I pull back and he stops me. Rests his hand on my thigh. “Don’t go,” he says. “Your touch is the only thing keeping me from losing my mind.”

Chapter Forty-Two

“We’re here, and it’s nighttime. So according to my calculations, we must not have done anything stupid.”

Kenji shifts into park. We’re underground again, in some kind of elaborate parking garage. One minute we were aboveground, the next we’ve disappeared into a ditch. It’s next to impossible to locate, much less to spot in the darkness.
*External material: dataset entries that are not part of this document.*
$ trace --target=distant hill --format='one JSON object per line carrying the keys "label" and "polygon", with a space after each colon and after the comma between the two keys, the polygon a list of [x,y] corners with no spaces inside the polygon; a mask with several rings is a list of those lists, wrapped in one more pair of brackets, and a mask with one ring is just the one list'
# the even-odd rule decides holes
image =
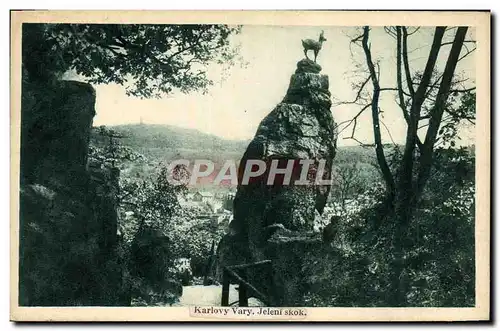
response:
{"label": "distant hill", "polygon": [[127,124],[107,128],[123,136],[122,145],[153,159],[239,159],[248,145],[248,141],[223,139],[172,125]]}
{"label": "distant hill", "polygon": [[[243,156],[249,140],[229,140],[203,133],[195,129],[185,129],[161,124],[127,124],[107,126],[121,134],[122,145],[152,159],[172,160],[185,158],[210,159],[213,161],[239,160]],[[94,139],[99,139],[94,134]],[[361,146],[339,147],[334,163],[373,163],[373,148]]]}

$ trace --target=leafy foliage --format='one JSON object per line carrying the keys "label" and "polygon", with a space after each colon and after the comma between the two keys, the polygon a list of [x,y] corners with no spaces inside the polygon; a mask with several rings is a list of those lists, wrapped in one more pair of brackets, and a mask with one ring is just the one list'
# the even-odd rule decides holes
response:
{"label": "leafy foliage", "polygon": [[[474,154],[468,148],[438,149],[434,171],[408,228],[404,268],[406,300],[412,307],[475,304]],[[394,272],[396,224],[390,215],[377,227],[371,220],[384,195],[381,186],[356,196],[364,209],[349,213],[321,260],[306,259],[311,290],[306,306],[382,307],[389,302]],[[367,203],[365,203],[365,201]],[[359,231],[359,224],[363,230]]]}
{"label": "leafy foliage", "polygon": [[127,94],[159,97],[206,90],[210,63],[234,64],[227,25],[24,24],[23,64],[32,80],[73,69],[90,83],[124,85]]}

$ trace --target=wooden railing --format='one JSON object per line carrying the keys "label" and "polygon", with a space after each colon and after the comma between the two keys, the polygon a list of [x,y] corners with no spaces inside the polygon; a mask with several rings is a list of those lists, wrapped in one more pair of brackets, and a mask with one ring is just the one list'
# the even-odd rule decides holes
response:
{"label": "wooden railing", "polygon": [[[259,274],[265,280],[264,288],[258,289],[252,285],[247,276],[250,273]],[[255,277],[254,277],[255,278]],[[222,271],[222,300],[221,306],[230,306],[236,302],[229,303],[229,289],[231,283],[238,283],[238,305],[248,307],[248,298],[254,297],[262,301],[266,306],[273,306],[273,273],[271,260],[254,263],[226,266]]]}

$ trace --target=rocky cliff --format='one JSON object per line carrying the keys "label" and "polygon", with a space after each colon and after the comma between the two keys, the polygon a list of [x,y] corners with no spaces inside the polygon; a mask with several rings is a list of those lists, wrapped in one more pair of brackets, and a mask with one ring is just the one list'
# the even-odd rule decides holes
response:
{"label": "rocky cliff", "polygon": [[19,304],[128,305],[118,169],[88,166],[92,86],[23,82]]}
{"label": "rocky cliff", "polygon": [[[328,76],[320,71],[321,67],[310,60],[299,61],[283,101],[260,123],[240,163],[234,220],[218,250],[221,267],[271,259],[280,304],[293,304],[293,297],[301,292],[303,252],[321,245],[313,225],[323,212],[330,186],[315,178],[321,172],[321,162],[322,179],[331,178],[337,134],[330,111]],[[268,170],[243,185],[249,160],[264,161]],[[273,160],[279,168],[293,160],[291,185],[284,185],[283,175],[271,185],[267,183]],[[307,184],[294,185],[302,173],[301,160],[312,162]]]}

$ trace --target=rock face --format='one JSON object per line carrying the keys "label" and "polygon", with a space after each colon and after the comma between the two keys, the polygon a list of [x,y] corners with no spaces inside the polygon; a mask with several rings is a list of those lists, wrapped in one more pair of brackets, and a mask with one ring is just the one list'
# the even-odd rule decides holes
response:
{"label": "rock face", "polygon": [[[219,244],[219,266],[271,258],[274,268],[278,269],[275,274],[288,275],[289,270],[283,268],[290,268],[290,264],[282,262],[293,260],[290,254],[299,254],[300,259],[300,249],[296,247],[307,249],[311,243],[318,242],[312,238],[314,219],[323,212],[330,186],[317,183],[315,178],[321,173],[321,162],[322,179],[331,178],[337,139],[330,112],[328,76],[319,74],[320,71],[321,67],[310,60],[297,63],[283,101],[262,120],[248,145],[240,163],[234,220],[230,233]],[[269,171],[266,171],[243,185],[242,176],[249,160],[262,160],[268,165],[267,169],[273,160],[278,160],[280,169],[293,160],[292,184],[283,185],[284,176],[278,175],[277,180],[268,185]],[[302,172],[301,160],[312,160],[307,185],[293,185]],[[295,248],[287,252],[290,238],[294,237],[307,237],[304,239],[307,243],[293,244]],[[279,258],[280,254],[288,254],[288,257]],[[275,283],[278,282],[282,283],[282,279],[275,279]],[[281,288],[287,286],[282,284]],[[278,290],[278,302],[289,303],[291,296]]]}
{"label": "rock face", "polygon": [[117,245],[119,171],[87,165],[94,105],[88,84],[23,82],[21,306],[130,304]]}

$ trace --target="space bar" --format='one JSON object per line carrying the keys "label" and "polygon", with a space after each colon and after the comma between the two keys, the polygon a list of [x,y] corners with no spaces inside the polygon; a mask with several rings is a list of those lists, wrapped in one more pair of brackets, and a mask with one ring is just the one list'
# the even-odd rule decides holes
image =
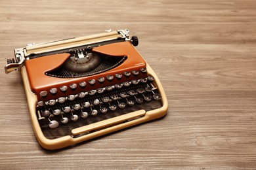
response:
{"label": "space bar", "polygon": [[112,118],[109,118],[94,124],[82,126],[72,129],[72,133],[74,135],[79,135],[83,133],[89,133],[91,131],[96,131],[98,129],[114,126],[116,124],[121,123],[122,122],[134,119],[137,117],[140,117],[145,115],[145,110],[139,110],[133,112],[127,113],[121,116],[116,116]]}

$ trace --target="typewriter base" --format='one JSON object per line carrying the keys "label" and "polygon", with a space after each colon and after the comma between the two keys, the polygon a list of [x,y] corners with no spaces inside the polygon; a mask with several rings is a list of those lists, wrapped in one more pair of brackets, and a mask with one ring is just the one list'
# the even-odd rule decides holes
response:
{"label": "typewriter base", "polygon": [[162,106],[160,108],[148,111],[141,109],[110,118],[73,129],[71,131],[72,135],[65,135],[56,139],[49,139],[45,136],[39,124],[35,109],[37,103],[37,96],[30,90],[26,67],[22,67],[21,74],[27,96],[32,126],[41,146],[49,150],[59,149],[165,116],[168,109],[165,94],[156,73],[148,64],[147,64],[147,70],[148,74],[155,78],[153,83],[158,87],[158,92],[161,95]]}

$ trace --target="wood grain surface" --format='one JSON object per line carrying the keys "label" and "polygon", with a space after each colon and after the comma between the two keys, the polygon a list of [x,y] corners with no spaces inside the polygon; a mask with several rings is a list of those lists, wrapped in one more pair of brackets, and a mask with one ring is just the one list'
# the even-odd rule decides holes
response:
{"label": "wood grain surface", "polygon": [[[129,28],[169,101],[163,118],[56,151],[30,122],[13,49]],[[0,0],[1,169],[256,168],[254,0]]]}

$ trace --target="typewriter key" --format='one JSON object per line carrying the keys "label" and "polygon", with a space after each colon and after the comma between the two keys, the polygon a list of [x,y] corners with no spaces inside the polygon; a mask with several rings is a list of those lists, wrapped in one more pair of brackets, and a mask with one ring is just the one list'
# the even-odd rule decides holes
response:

Kenji was telling the truth about this hideout.

I’ve been busy trying to keep Adam awake for the past few minutes. His body is fighting exhaustion, blood loss, hunger, a million different points of pain. I feel so utterly useless.

“Adam has to go straight to the medical wing,” Kenji announces.

“They have a medical wing?” My heart is parasailing in the springtime.

Kenji grins. “This place has everything. It will blow your goddamn mind.” He hits a switch on the ceiling. A faint light illuminates the old sedan. Kenji steps out the door. “Wait here—I’ll get someone to bring out a stretcher.”

“What about James?”

“Oh.” Kenji’s mouth twitches. “He, uh—he’s going to be asleep for a little while longer.”

“What do you mean . . . ?”

He clears his throat. Once. Twice. Smooths out the wrinkles in his shirt. “I, uh, may or may not have given him something to . . . ease the pain of this journey.”